The Pew Research Centre recently cast doubt on claims of a 'new anti-Semitism', stating that:
Despite concerns about rising anti-Semitism in Europe, there are no indications that anti-Jewish sentiment has increased over the past decade. Favorable ratings of Jews are actually higher now in France, Germany and Russia than they were in 1991. Nonetheless, Jews are better liked in the U.S. than in Germany and Russia. As is the case with Americans, Europeans hold much more negative views of Muslims than of Jews.
There are other reports of increasing anti-Semitic attacks in European countries, but the likelihood is that this remains a marginal phenomenon, largely carried out by young white males , and in some cases by Muslims reacting to episodes in the Israeli-Palestine conflict. There is little to justify complaints of a 'new anti-Semitism', unless one expands the concept - as most of its proponents do - to include valid criticism of Israel.

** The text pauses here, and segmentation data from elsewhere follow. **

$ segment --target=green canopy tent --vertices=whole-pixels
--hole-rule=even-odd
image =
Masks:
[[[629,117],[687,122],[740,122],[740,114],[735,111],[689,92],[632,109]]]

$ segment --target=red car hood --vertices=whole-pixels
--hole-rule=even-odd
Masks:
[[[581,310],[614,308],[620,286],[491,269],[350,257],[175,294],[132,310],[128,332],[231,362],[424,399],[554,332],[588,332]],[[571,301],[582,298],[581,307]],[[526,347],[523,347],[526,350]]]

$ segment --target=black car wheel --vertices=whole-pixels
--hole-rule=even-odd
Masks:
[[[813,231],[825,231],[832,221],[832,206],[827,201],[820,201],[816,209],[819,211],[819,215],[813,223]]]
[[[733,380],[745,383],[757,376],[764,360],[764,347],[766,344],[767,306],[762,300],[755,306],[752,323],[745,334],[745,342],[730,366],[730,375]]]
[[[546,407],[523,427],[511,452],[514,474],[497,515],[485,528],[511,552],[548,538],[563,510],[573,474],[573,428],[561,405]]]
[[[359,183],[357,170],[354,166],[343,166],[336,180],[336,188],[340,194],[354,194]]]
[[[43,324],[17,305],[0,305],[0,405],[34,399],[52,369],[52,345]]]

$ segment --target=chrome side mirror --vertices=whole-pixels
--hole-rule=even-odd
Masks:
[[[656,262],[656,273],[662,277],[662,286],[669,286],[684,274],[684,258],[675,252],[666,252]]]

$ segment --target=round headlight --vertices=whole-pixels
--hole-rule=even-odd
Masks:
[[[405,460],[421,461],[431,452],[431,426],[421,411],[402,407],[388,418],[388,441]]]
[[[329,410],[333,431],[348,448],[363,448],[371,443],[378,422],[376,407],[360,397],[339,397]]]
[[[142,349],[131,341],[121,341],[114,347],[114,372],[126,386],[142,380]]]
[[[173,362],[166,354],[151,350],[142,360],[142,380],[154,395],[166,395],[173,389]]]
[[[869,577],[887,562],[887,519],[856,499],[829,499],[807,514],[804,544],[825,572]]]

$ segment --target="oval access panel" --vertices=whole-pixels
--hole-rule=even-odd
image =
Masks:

And finally we come to France, where Ariel Sharon recently ruffled some feathers by suggesting that French Jews should move to Israel in order to escape the country's 5 million Muslims.
Direland reports this morning on the victimisation of a French sociologist named Edgar Morin and the newspaper Le Monde, the former for having written, and the latter having published, an article condemning Israeli repression against Palestinians. Direland notes that Morin has received the support of "Paul Ricoeur, Jean Baudrillard, Paul Virilio, Alain Touraine, the historians Pierre Nora, Pierre Vidal-Naquet, and Emmanuel Le Roy Ladurie, and also the former Portugese president Mario Soares, Theo Klein, the former president of CRIF, the Representative Council of French Jewish Institutions (an alliance of nearly all of France's respectable Jewish organizations which is considered the "voice" of French Jewry), and Jean Daniel". They have signed a petition pointing out that:
[T]he article expresses great distress at the disastrous consequences of the Israel-Palestine conflict in the world, especially in France, where it has provoked both Judeophobia and Arabophobia. The article underlines with indignation and sorrow that the experience by the Jews of persecutions and humiliations for two millenniums have hardly stopped humiliations and persecutions being inflicted on the Palestinians. In the mind of the authors, recognizing this contradiction carries with it respect of the memory of past suffering. It is an elementary principle of knowledge and of judgment that every sentence is given its full meaning by the complete text in which it is written, and that every text is explained by its context. In fact, the rest of the article makes it clear that the criticisms are addressed, not at a people, but at an occupant --indeed, the article itself makes that clear, saying: 'This logic of contempt and humiliation is not the particularity of the Israelis, it is the particularity of all the occupations, in which the conqueror sees himself as superior compared to a people of sub-humans.'
Yet, the France-Israel Association and Lawyers Without Borders took Morin, his co-authors and the editor of Le Monde to court, accusing them of "racial defamation and justifying terrorism". Morin won the initial case, but on appeal a court in Versailles found that the article had included 'anti-Semitic statements'. An English translation of the article is here .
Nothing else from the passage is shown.